The Social Network – Does The Film Live Up To The Website?

Facebook is an international phenomenon and, with all the controversy surrounding its creation, it was only a matter of time before it was dramatised.

Switching between the three connecting narratives of the websites creation and the two resultant lawsuits, the film tells a story of ambition, manipulation and regret. It illustrates the development of Facebook from the mind of a drunken, rejected teenager to its $25 billion valuation.

An awkward exchange between Mark Zuckerberg (Jesse Eisenberg) and his soon to be ex-girlfriend Erica (Rooney Mara) kicks off the film which charts the growth of one of the biggest crazes of our time.

It all stems from the torment experienced by Zuckerberg as he struggles to cope with the intense social pressures one would expect to see in a film on an American college campus. Eisenberg puts in an outstanding performance as the nervous, socially unskilled Zuckerberg who strives to find his place within a society that doesn’t seem to have one for him; that is until he creates one.
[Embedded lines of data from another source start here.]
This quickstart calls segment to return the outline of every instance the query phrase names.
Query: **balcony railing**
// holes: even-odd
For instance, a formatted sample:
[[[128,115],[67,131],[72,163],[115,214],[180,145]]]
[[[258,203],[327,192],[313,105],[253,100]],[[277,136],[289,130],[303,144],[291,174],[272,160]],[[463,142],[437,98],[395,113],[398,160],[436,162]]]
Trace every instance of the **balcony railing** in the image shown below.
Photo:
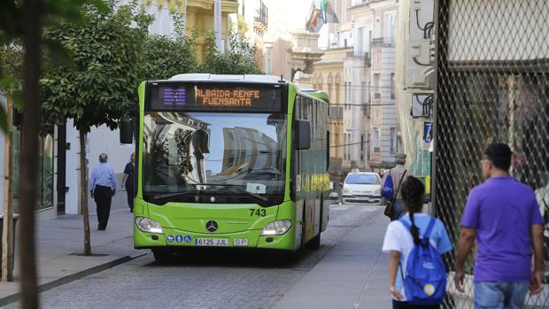
[[[383,45],[394,45],[394,36],[375,37],[372,39],[372,45],[383,44]]]
[[[341,166],[343,166],[343,158],[329,157],[329,171],[330,172],[341,172]]]
[[[343,106],[330,106],[329,107],[329,120],[343,120]]]

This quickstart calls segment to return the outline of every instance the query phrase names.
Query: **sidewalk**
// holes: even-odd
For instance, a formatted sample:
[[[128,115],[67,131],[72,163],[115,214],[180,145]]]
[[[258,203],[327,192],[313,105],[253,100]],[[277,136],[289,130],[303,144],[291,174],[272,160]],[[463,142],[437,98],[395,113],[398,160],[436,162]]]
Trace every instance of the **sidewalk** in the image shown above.
[[[389,256],[381,251],[388,224],[380,209],[342,238],[275,308],[390,308]]]
[[[40,290],[59,286],[147,253],[146,251],[134,249],[133,213],[126,205],[112,206],[106,230],[98,231],[96,205],[95,203],[89,204],[91,257],[80,255],[84,247],[81,215],[66,214],[56,220],[36,222]],[[15,246],[13,274],[16,282],[0,282],[0,305],[16,301],[19,297],[19,247],[17,243]]]

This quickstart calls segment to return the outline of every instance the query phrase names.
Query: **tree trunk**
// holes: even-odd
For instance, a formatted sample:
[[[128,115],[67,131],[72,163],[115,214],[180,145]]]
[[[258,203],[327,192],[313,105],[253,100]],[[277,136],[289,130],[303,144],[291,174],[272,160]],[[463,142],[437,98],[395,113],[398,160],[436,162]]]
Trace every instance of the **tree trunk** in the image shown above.
[[[42,0],[23,0],[23,142],[19,183],[19,258],[21,308],[38,308],[36,284],[36,252],[35,237],[35,205],[36,203],[36,169],[38,167],[38,132],[41,120],[39,101],[40,41],[42,38]]]
[[[12,100],[8,97],[6,105],[7,129],[4,158],[4,222],[2,222],[2,282],[12,278],[13,260],[13,209],[12,208]]]
[[[89,243],[89,212],[88,211],[88,171],[86,165],[86,132],[78,130],[80,135],[80,205],[84,217],[84,255],[91,255]]]

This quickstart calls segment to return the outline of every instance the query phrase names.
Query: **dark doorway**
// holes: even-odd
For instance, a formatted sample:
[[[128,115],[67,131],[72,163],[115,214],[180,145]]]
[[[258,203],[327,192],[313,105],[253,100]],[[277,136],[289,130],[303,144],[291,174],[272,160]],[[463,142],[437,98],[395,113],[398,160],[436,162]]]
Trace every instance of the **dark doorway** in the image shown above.
[[[58,126],[58,214],[65,213],[66,194],[66,124]]]

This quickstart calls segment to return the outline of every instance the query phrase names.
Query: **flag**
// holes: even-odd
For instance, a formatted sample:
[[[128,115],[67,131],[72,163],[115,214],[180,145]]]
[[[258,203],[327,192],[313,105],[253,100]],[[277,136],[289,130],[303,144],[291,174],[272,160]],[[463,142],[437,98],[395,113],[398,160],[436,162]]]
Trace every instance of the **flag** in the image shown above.
[[[322,25],[330,23],[339,23],[339,19],[330,5],[329,0],[313,0],[311,6],[311,13],[306,23],[309,32],[318,33]]]
[[[311,6],[311,13],[309,14],[309,20],[307,20],[305,27],[309,32],[318,33],[321,31],[322,25],[324,25],[322,12],[313,4],[313,6]]]
[[[329,4],[329,1],[324,0],[323,4],[324,22],[327,24],[338,24],[339,19],[337,19],[334,8]]]

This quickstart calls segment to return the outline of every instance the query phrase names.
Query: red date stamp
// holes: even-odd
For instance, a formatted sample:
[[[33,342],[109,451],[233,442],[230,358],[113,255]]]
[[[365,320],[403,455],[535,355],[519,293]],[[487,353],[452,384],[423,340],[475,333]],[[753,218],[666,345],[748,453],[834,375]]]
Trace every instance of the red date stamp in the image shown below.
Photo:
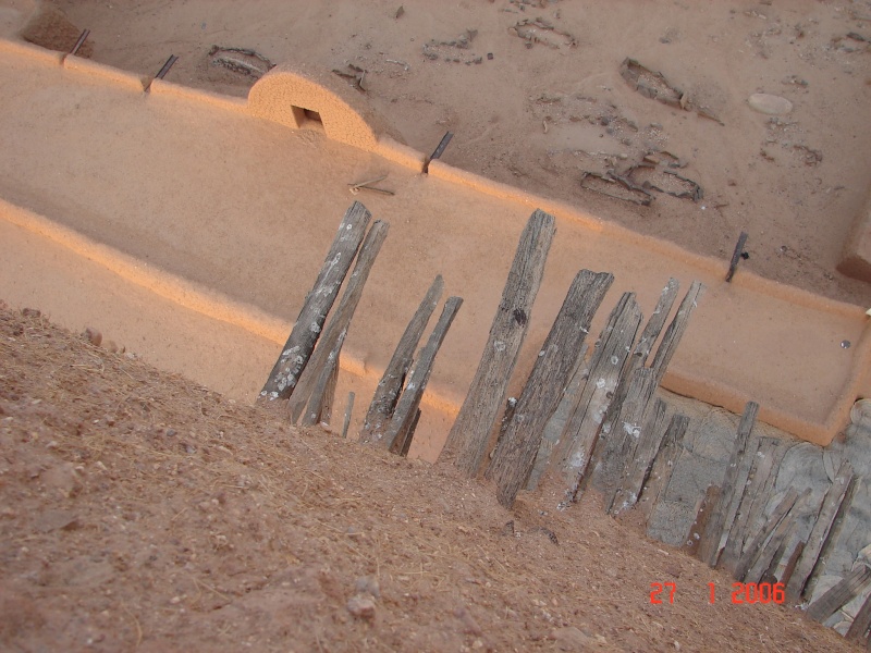
[[[716,586],[712,582],[708,583],[709,594],[708,602],[713,604],[716,602]],[[651,582],[650,583],[650,602],[654,605],[662,605],[663,603],[674,603],[675,595],[677,594],[677,583],[674,582]],[[786,600],[786,590],[782,582],[734,582],[732,583],[732,603],[748,604],[755,603],[777,603],[781,604]]]

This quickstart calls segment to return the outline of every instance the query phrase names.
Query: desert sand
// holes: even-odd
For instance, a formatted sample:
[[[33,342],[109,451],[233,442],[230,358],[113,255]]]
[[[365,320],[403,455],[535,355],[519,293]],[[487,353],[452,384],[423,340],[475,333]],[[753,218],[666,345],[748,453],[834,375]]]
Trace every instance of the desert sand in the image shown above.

His angry outburst turns into something he can’t quite control when ‘The Facebook’  becomes bigger than he or his best friend, and partner, Eduardo (Andrew Garfield) could ever have imagined. Garfield is remarkable as the best friend who is always there until he is replaced by something bigger and better.

Enter Justin Timberlake as the crooked creator of Napster. Despite featuring alongside the superb performances from Eisenberg and Garfield, Timberlake fails to convince as the arrogant, superficial entrepreneur that causes endless problems for Zuckerberg.

The soundtrack complements the film brilliantly and enhances the fast pace coming from the constant interchange between narrative paths and the speed of Eisenberg’s speech. Despite this pace the film begins to drag on as it delves deeper into the problems that Facebook created behind the scenes.

Humourous interjections and peculiar references to other films distract from the seriousness of a film that otherwise provides an inspiring story of entrepreneurship.

The Social Network is a must see for anybody living in a world dominated by social networking. But it also serves as a stark warning to the dangers surrounding success; you never know who you can trust and must take care of those close to you.